The group considered a revised draft decision generated by an informal drafting group on institutional matters and the work programme. Most delegates supported: a compromise decision to hold a three to five day open-ended meeting to improve preparations for and conduct of the COP; holding COP-5 in the second quarter of 2000; a two week COP; distribution of the provisional annotated agenda and available support documents six months prior to the COP; preparation of a handbook relating COP decisions; and review of the work programme in light of developments in implementation of the Convention.
Delegates postponed adoption of the SBSTTA modus operandi until the annex detailing it is agreed upon. Delegates also expressed difficulty in addressing programme assessment until the COP modus operandi is resolved.

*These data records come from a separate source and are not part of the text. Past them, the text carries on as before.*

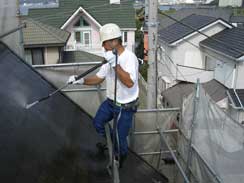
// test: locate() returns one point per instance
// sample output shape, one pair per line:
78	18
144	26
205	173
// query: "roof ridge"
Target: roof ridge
39	24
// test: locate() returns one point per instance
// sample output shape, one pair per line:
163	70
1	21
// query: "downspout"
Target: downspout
233	84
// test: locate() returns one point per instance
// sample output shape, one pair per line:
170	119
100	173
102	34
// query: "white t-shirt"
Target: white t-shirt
128	62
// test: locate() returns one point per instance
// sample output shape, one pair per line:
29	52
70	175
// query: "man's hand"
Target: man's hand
110	57
72	80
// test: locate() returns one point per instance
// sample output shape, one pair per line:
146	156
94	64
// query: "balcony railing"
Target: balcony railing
190	74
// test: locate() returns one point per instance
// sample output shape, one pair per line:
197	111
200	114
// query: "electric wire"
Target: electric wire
200	32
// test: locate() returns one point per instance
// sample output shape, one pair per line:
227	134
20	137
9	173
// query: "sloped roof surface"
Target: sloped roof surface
53	141
177	31
37	34
238	97
217	12
80	56
122	14
233	40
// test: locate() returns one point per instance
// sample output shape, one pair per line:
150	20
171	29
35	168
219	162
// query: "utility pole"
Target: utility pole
21	39
152	40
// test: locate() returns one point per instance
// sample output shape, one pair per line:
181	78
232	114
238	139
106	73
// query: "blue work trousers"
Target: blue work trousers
105	114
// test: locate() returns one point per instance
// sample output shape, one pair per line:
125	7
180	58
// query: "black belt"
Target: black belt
126	105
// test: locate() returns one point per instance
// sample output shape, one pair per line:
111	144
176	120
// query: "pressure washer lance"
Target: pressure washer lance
59	89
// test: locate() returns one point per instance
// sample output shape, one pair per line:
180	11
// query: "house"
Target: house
179	54
227	55
83	19
235	3
43	44
229	14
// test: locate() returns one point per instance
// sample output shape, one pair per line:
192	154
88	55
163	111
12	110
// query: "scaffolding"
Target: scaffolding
186	136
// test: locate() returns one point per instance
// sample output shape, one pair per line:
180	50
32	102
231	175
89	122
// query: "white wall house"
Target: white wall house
84	31
83	20
227	54
180	56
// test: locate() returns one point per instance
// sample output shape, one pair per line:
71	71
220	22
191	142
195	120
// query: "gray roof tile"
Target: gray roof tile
122	14
233	38
39	34
178	31
80	56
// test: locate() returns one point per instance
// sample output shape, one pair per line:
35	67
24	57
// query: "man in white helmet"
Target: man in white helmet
127	86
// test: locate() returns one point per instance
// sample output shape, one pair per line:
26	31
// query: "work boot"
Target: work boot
102	147
121	160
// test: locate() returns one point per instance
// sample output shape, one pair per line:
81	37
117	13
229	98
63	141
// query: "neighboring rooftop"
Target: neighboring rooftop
80	56
223	13
237	97
102	11
233	40
174	95
178	31
37	34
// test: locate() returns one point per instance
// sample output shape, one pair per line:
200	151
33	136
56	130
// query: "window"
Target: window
37	56
86	40
83	37
125	37
78	37
81	23
28	56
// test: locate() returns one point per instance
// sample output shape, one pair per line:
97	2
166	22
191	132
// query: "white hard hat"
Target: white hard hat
109	31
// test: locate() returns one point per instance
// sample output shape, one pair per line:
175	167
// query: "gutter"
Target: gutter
232	102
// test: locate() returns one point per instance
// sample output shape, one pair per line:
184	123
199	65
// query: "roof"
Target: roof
233	40
37	34
122	14
178	31
174	95
54	140
217	12
80	56
237	97
237	19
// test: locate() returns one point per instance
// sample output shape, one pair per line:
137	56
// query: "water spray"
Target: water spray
64	86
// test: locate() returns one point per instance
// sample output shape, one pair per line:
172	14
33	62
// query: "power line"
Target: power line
111	7
200	32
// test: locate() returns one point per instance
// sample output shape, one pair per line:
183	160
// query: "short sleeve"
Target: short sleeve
103	71
131	67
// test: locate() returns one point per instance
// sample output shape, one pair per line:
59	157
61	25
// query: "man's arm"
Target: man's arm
93	80
124	76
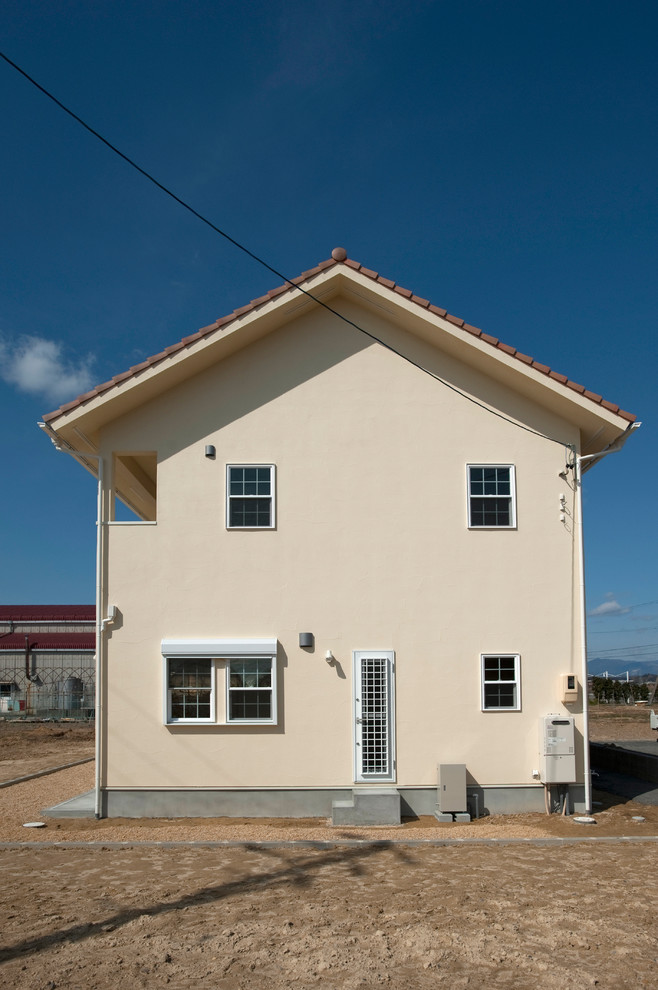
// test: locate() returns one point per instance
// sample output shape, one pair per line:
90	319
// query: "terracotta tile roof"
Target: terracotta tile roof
48	641
339	256
48	613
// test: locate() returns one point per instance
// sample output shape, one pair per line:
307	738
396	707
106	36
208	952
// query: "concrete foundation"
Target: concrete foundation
312	802
368	806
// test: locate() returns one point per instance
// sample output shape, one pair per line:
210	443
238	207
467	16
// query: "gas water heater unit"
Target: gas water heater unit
557	750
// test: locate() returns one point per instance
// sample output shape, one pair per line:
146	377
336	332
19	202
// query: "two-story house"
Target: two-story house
356	555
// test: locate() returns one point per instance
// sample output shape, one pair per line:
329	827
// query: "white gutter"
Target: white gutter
614	448
80	455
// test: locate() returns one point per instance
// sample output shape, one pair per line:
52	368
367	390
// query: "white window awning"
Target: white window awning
219	647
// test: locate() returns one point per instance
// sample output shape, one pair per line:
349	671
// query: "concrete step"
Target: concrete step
369	806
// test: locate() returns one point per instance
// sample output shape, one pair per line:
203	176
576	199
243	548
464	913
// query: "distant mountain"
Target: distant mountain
617	668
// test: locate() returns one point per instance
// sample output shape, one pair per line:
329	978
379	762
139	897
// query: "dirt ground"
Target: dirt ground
246	919
366	915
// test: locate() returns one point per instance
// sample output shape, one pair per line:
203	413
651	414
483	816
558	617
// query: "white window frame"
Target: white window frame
512	495
516	707
272	496
271	689
169	719
220	652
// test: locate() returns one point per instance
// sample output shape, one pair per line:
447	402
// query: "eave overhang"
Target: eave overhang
334	283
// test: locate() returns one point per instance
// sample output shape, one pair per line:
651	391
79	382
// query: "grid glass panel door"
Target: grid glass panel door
373	695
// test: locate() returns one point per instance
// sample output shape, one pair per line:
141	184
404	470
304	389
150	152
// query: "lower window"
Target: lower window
190	690
501	682
220	690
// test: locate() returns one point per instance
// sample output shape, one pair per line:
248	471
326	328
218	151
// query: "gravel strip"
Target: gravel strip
24	802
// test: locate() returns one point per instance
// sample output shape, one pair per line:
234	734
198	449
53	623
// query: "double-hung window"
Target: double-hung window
220	682
250	690
190	690
501	683
250	496
491	496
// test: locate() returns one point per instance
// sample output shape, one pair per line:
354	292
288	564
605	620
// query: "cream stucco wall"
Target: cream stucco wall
371	550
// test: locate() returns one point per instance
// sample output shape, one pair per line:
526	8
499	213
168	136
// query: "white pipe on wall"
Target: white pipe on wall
62	445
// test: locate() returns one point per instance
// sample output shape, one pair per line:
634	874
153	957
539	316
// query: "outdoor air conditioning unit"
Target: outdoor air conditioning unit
452	788
557	750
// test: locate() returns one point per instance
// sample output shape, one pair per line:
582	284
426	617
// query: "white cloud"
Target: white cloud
610	607
39	367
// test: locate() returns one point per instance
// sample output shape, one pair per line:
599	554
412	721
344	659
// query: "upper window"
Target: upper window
491	502
501	686
250	496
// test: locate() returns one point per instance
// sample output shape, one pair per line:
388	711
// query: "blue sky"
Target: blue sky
499	158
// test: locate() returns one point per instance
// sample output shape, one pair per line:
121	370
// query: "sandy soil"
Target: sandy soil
245	918
608	723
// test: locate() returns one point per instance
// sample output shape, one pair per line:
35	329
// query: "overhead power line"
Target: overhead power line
261	261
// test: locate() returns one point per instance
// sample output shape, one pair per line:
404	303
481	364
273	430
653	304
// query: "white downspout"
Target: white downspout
62	445
579	460
587	769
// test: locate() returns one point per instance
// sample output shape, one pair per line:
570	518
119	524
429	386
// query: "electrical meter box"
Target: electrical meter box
452	787
569	684
557	749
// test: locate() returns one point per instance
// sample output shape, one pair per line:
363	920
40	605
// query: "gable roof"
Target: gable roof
317	286
48	641
47	613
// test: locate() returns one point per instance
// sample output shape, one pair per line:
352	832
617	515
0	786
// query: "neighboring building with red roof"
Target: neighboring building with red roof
47	660
340	471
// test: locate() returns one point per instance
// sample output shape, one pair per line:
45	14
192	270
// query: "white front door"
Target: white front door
374	708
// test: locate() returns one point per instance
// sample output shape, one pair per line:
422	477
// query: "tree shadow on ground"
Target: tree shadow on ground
298	873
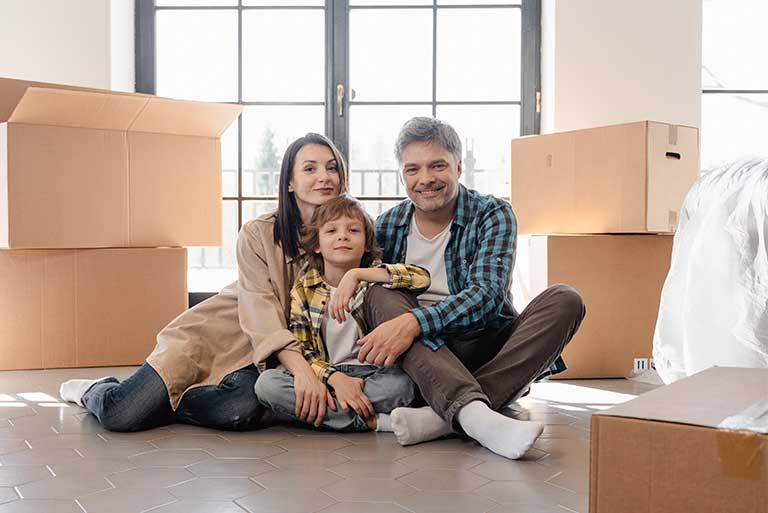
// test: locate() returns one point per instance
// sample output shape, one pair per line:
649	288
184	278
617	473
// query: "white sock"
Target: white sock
416	425
72	391
383	423
506	437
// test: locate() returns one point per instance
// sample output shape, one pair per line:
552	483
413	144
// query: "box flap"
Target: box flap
12	90
704	399
178	117
82	109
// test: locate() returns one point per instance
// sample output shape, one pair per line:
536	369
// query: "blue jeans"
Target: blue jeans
141	402
386	387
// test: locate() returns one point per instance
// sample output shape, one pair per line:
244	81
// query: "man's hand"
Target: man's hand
312	396
349	392
389	340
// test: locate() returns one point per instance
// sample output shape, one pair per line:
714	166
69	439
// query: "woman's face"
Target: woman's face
315	177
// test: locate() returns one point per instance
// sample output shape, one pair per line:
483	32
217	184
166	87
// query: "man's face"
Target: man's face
431	176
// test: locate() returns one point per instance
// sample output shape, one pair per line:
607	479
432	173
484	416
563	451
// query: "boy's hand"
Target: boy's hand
349	392
344	292
312	396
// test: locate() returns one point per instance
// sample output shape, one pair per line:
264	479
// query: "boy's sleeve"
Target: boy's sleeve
302	329
406	276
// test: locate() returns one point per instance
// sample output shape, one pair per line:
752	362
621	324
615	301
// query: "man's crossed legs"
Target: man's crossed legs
468	380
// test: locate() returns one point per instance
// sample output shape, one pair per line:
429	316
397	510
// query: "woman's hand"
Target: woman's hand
349	392
344	292
312	396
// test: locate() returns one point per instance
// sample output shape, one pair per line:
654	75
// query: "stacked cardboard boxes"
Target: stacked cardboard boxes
596	209
99	194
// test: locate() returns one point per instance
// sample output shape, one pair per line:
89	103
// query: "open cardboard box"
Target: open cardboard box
87	307
81	168
629	178
664	453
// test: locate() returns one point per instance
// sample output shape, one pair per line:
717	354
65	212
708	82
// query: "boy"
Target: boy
344	261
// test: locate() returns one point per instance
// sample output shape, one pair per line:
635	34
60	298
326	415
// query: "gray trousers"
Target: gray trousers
386	388
493	366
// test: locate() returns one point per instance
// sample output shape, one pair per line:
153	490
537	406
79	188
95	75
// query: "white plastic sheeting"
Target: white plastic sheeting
714	304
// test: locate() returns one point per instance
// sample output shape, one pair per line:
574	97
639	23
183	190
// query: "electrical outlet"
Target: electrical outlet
641	364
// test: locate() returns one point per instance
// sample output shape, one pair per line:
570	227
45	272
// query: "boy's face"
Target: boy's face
342	242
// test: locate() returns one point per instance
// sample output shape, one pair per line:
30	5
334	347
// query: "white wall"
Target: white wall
614	61
79	42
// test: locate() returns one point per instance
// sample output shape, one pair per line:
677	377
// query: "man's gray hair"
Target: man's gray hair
428	130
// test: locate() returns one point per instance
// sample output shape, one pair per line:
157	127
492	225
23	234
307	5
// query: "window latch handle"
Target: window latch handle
340	100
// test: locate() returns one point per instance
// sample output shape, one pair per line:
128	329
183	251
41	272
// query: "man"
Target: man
463	344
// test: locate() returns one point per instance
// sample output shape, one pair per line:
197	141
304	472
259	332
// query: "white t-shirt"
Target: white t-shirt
430	254
340	338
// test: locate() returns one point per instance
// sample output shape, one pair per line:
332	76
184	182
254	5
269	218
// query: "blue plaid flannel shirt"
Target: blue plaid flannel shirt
478	262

On future COP agendas, delegations supported a proposal for the agenda structure which includes standing issues, key thematic issues, cross-cutting issues and CBD relations with other thematically relevant conventions. Several delegates stressed that thematic issues must be relevant to all Parties. Delegates proposed thematic topics, including, inter alia, protected area conservation, public awareness, arid and semi-arid ecosystems and forests. Suggested cross-cutting issues included, among others, IPR, access to genetic resources, benefit sharing and alien species. One delegation noted that biennial COPs could result in postponing consideration of important issues. Another delegate suggested that SBSTTA be responsible for follow-up on work programmes to streamline the COP's agenda.
IN THE CORRIDORS
As the midnight hour approached, and it became increasingly difficult to see the forest through the trees, delegates passing each other en route from one Working Group to another exchanged bewildered glances and asked in vain "What is going on?" Responses offered summed up the evening as "pandemonium" and "chaos."
THINGS TO LOOK FOR TODAY
Plenary: Plenary will convene at 10:00am in Hall C.
In the Corridors: The return of Klaus Tpfer, Executive Director of UNEP.